Apply painter's tape to all corners and in the middle to help to keep it flush. The tape won't apply much pressure but might persuade the mirror to stay on the wall and off of the floor if for some reason the mastic doesn't hold. Leave in place for 48 hours.
7. Remove Brace
Remove the three screws that hold the wooden brace in place and remove the brace. Use a pair of needle-nose pliers to yank the plastic anchors out of the wall. Use Spackle or drywall joint compound to patch the holes. After it is dry, touch up the area with paint.
Optional Additional Support
If you just can't stand the thought of stepping out of the shower and onto a floor covered in shards of glass, you can add some small, clear plastic mirror brackets that you would normally use on a mirror when not using mastic. A little extra security can provide a lot of peace of mind.
Enjoy the View
This is a DIY project that you can complete in about an hour, with a 48-hour pause between mounting and removing the brace. While you might be tempted to use construction glue instead of mirror mastic, use the mastic. A tube of the stuff is cheap and available at the big box home improvement stores and was formulated for hanging mirrors. Once you have it up, step back, take a look and admire the view.
This content is accurate and true to the best of the author’s knowledge and is not meant to substitute for formal and individualized advice from a qualified professional.
Peggy Woods from Houston, Texas on February 26, 2021:
Thanks for this useful information. I chuckled at how you started out with this article concerning your good looks.
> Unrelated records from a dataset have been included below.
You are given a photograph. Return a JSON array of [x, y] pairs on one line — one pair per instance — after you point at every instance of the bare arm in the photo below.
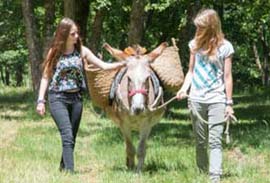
[[228, 79], [42, 91], [91, 58], [182, 93]]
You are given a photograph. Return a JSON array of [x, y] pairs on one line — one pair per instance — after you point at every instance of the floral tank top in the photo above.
[[68, 73]]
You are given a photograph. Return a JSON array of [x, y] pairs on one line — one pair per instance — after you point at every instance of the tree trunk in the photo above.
[[69, 9], [257, 60], [35, 52], [2, 74], [82, 12], [266, 49], [96, 30], [78, 11], [137, 21], [7, 76], [48, 24], [187, 32]]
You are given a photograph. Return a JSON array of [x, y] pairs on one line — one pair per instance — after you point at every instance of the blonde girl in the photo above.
[[210, 84]]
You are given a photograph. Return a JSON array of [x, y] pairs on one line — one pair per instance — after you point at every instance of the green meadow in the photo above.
[[30, 145]]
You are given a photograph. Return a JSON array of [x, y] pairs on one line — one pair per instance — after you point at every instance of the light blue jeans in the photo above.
[[208, 134]]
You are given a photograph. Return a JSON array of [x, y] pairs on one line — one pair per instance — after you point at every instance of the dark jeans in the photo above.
[[66, 110]]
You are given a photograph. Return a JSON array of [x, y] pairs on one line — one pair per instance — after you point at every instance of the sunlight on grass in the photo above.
[[30, 146]]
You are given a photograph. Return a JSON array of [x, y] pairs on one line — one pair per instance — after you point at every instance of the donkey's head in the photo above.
[[138, 73]]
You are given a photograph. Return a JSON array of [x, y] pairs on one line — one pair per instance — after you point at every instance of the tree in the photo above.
[[33, 43], [137, 21]]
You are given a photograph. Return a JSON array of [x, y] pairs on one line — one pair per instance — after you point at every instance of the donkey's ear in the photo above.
[[157, 51], [118, 54]]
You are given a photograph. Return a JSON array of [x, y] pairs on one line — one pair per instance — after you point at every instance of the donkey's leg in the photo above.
[[130, 150], [141, 152]]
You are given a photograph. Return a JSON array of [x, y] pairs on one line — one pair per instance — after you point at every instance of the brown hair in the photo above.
[[58, 46], [209, 35]]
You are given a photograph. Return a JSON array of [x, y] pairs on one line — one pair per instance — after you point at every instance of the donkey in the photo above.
[[134, 95]]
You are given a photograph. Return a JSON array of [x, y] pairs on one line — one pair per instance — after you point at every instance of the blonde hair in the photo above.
[[209, 35]]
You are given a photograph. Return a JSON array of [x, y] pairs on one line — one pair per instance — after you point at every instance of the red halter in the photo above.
[[133, 92]]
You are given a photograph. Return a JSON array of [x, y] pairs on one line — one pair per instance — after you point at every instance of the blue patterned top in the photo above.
[[68, 73], [208, 75]]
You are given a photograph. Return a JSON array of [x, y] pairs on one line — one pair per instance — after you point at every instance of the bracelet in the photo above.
[[229, 102], [43, 101]]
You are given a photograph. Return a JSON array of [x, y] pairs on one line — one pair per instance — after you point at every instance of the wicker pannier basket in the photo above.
[[169, 69]]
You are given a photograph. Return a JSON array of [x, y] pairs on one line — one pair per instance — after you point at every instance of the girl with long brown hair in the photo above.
[[210, 84], [63, 76]]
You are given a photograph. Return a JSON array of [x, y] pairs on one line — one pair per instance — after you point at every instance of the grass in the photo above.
[[30, 145]]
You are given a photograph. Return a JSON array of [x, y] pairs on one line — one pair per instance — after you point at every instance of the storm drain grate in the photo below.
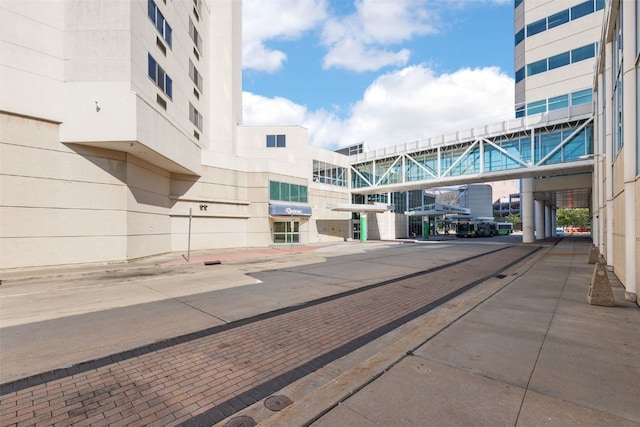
[[277, 403], [242, 421]]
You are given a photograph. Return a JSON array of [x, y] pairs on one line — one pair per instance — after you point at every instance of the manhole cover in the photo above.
[[277, 403], [242, 421]]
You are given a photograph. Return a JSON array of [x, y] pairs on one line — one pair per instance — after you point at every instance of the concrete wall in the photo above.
[[60, 204]]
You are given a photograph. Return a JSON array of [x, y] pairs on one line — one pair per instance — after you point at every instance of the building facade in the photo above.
[[616, 187], [121, 137]]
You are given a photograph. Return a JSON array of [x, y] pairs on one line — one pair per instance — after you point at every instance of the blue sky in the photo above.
[[379, 71]]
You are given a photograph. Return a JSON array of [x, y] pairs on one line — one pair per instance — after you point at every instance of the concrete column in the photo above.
[[526, 210], [629, 120], [539, 218], [363, 227], [547, 221]]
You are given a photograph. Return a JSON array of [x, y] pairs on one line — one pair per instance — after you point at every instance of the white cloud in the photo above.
[[405, 105], [361, 41], [265, 20]]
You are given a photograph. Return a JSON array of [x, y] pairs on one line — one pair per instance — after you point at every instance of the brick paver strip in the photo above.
[[202, 378]]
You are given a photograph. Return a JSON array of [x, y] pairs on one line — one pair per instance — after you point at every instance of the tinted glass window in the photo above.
[[536, 27], [558, 19], [519, 36], [559, 60], [537, 107], [581, 10], [537, 67], [558, 102], [582, 53], [271, 140], [581, 97]]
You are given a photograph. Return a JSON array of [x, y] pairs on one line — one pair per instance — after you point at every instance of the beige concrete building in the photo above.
[[616, 187], [121, 137]]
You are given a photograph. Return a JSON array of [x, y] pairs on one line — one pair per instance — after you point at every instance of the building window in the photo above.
[[582, 53], [158, 19], [583, 9], [537, 67], [558, 19], [558, 61], [276, 141], [285, 192], [195, 76], [519, 37], [536, 27], [195, 117], [161, 79], [195, 36]]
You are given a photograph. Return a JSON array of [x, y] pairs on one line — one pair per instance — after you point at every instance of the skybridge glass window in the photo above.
[[558, 19], [582, 97], [558, 102], [536, 27], [326, 173], [536, 107]]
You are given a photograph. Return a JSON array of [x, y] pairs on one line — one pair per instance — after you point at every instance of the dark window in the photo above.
[[537, 67], [161, 79], [519, 36], [559, 60], [158, 19], [583, 9], [276, 141], [558, 19], [536, 27], [582, 53]]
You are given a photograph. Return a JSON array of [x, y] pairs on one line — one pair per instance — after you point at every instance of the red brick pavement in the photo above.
[[205, 377]]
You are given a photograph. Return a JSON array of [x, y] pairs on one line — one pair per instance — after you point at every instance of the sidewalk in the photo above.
[[533, 354], [523, 348]]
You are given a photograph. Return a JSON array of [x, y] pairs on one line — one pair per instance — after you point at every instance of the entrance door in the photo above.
[[355, 226], [286, 232]]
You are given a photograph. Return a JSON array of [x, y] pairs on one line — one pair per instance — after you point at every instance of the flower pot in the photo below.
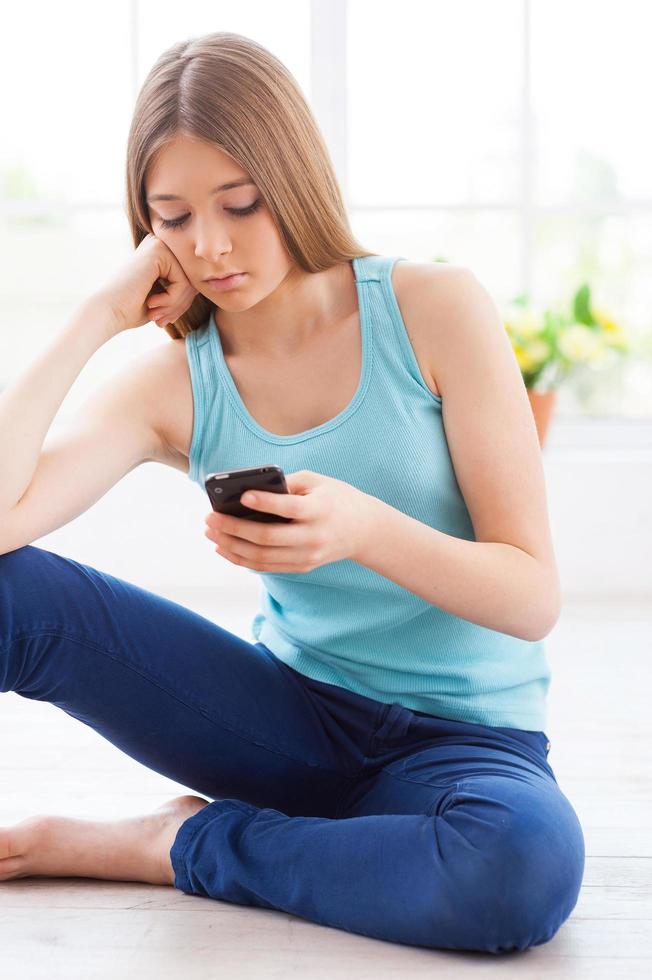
[[543, 403]]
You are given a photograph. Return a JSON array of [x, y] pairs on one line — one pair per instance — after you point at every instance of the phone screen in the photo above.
[[225, 489]]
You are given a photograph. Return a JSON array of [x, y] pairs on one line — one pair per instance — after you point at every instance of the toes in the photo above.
[[13, 867]]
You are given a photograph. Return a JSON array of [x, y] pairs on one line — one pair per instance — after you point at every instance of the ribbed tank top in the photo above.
[[343, 623]]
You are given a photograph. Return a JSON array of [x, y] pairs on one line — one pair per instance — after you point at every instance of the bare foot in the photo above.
[[133, 849]]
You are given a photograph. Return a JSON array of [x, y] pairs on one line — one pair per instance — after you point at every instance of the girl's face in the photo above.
[[213, 230]]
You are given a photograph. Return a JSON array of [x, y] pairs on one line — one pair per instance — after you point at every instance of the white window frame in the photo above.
[[330, 104]]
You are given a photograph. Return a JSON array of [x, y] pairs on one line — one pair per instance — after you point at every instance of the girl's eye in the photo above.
[[237, 212]]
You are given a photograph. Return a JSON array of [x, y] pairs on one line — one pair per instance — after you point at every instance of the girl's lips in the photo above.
[[228, 283]]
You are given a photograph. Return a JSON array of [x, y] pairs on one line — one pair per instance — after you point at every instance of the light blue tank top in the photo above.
[[343, 623]]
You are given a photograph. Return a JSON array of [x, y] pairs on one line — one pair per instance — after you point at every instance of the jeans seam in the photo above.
[[60, 634]]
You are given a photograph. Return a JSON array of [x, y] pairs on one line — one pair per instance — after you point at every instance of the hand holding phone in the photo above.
[[225, 489]]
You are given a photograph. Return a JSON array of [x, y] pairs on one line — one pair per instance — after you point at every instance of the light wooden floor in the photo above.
[[601, 732]]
I hope you have many mirrors in your home. :)
Ravi Rajan from Mumbai on February 26, 2021:
Useful information Tom and succinctly explained in a very easy way that is doable. Thanks for sharing.
Chitrangada Sharan from New Delhi, India on February 25, 2021:
Nice and well explained tutorial for fixing the bathroom mirror on the wall.
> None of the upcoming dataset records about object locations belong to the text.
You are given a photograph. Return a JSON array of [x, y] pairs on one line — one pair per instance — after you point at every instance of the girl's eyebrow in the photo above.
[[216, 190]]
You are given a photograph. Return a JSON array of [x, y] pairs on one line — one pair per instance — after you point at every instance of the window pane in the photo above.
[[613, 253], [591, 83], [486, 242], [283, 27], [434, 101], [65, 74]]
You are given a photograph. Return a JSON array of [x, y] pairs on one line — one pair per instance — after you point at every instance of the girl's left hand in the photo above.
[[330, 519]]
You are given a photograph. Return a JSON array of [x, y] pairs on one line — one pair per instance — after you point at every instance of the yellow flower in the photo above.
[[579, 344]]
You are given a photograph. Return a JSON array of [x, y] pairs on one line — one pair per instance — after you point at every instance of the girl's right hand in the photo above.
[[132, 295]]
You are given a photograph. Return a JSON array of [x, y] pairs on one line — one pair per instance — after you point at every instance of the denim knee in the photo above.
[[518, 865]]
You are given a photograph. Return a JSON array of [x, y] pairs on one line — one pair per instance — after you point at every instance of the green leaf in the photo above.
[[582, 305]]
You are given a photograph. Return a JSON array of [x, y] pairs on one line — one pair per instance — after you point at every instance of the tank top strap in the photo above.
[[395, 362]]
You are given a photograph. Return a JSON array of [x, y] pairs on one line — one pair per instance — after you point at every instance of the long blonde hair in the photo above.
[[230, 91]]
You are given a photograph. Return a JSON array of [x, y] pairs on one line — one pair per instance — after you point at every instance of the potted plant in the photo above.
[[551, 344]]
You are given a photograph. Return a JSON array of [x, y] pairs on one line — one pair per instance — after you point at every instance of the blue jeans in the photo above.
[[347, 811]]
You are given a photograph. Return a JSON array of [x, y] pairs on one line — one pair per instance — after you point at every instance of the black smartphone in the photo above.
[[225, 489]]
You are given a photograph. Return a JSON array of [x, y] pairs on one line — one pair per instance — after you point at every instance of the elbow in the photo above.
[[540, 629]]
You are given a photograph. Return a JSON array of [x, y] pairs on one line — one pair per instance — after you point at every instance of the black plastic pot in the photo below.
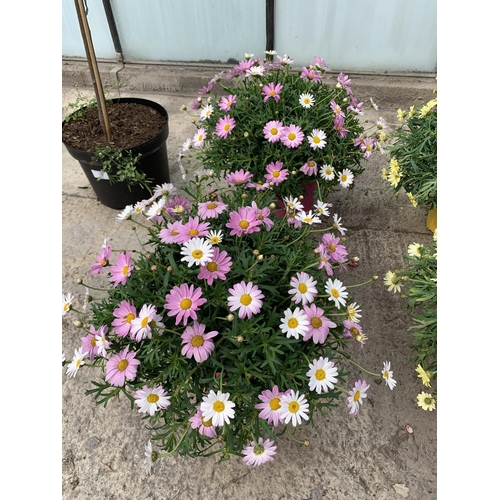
[[153, 162]]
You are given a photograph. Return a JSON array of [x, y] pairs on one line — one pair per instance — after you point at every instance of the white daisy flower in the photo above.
[[126, 213], [346, 177], [66, 302], [306, 100], [303, 289], [322, 208], [327, 172], [151, 400], [353, 311], [322, 375], [76, 362], [294, 407], [294, 323], [206, 112], [197, 251], [308, 217], [217, 407], [336, 292], [215, 237], [387, 375], [317, 139]]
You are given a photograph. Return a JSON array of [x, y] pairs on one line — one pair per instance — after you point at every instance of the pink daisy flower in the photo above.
[[197, 342], [140, 326], [227, 102], [272, 90], [270, 406], [172, 233], [89, 343], [199, 138], [102, 260], [292, 136], [310, 167], [224, 126], [121, 366], [337, 109], [183, 302], [124, 314], [262, 215], [310, 74], [260, 453], [238, 177], [191, 229], [246, 298], [330, 243], [319, 324], [217, 268], [121, 271], [244, 221], [211, 209], [276, 173], [205, 427], [272, 130], [338, 125]]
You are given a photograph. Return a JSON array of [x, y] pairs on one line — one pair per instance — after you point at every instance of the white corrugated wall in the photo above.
[[356, 35]]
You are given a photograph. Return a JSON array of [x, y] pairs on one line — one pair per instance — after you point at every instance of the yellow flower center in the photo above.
[[274, 404], [212, 267], [246, 299], [316, 322], [197, 254], [185, 304], [206, 423], [197, 341], [218, 406], [122, 365], [152, 398]]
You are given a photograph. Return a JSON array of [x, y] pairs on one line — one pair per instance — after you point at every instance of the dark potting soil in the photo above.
[[130, 123]]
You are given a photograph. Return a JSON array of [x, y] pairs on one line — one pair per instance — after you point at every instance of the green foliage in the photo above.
[[246, 147], [413, 155], [121, 165]]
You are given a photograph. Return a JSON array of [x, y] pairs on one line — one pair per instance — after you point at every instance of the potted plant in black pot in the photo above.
[[120, 143]]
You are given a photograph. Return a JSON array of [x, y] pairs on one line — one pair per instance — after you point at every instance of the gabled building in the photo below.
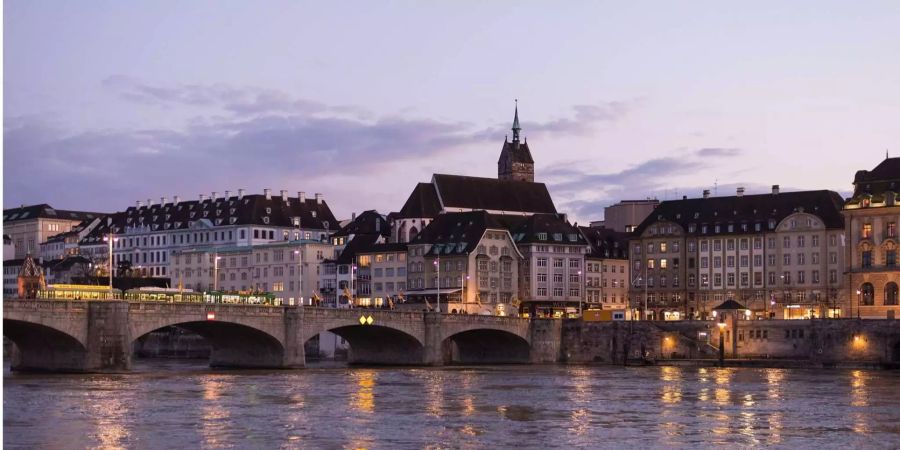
[[607, 274], [146, 235], [780, 254], [30, 226], [872, 216], [466, 260]]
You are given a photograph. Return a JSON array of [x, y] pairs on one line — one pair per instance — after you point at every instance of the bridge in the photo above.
[[98, 336]]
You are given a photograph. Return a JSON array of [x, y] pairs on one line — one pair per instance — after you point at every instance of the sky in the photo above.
[[106, 103]]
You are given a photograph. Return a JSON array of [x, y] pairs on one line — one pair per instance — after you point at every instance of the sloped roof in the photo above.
[[518, 152], [476, 193], [606, 242], [253, 209], [45, 211], [746, 209], [422, 203], [368, 222]]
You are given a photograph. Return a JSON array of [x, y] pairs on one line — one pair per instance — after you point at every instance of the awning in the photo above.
[[432, 292]]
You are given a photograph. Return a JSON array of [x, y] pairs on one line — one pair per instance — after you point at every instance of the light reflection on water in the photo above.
[[177, 404]]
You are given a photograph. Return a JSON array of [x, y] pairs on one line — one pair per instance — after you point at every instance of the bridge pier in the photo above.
[[108, 342]]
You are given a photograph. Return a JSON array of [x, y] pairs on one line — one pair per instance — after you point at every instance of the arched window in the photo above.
[[868, 294], [890, 294]]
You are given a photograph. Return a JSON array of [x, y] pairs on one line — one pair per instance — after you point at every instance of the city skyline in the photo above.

Thank you for sharing this useful information with tips.
Misbah Sheikh from — This Existence Is Only an Illusion on February 25, 2021:
Very interesting, detailed and helpful article Tom
Thanks for sharing
Liz Westwood from UK on February 25, 2021:
This is a very helpful article with great tips. Our mirror could do with replacing. It looks as if it is secured by screws in each corner covered with a chrome dome button. I assumed a replacement would involve similar fixings. It hadn't occurred to me that I could use mastic.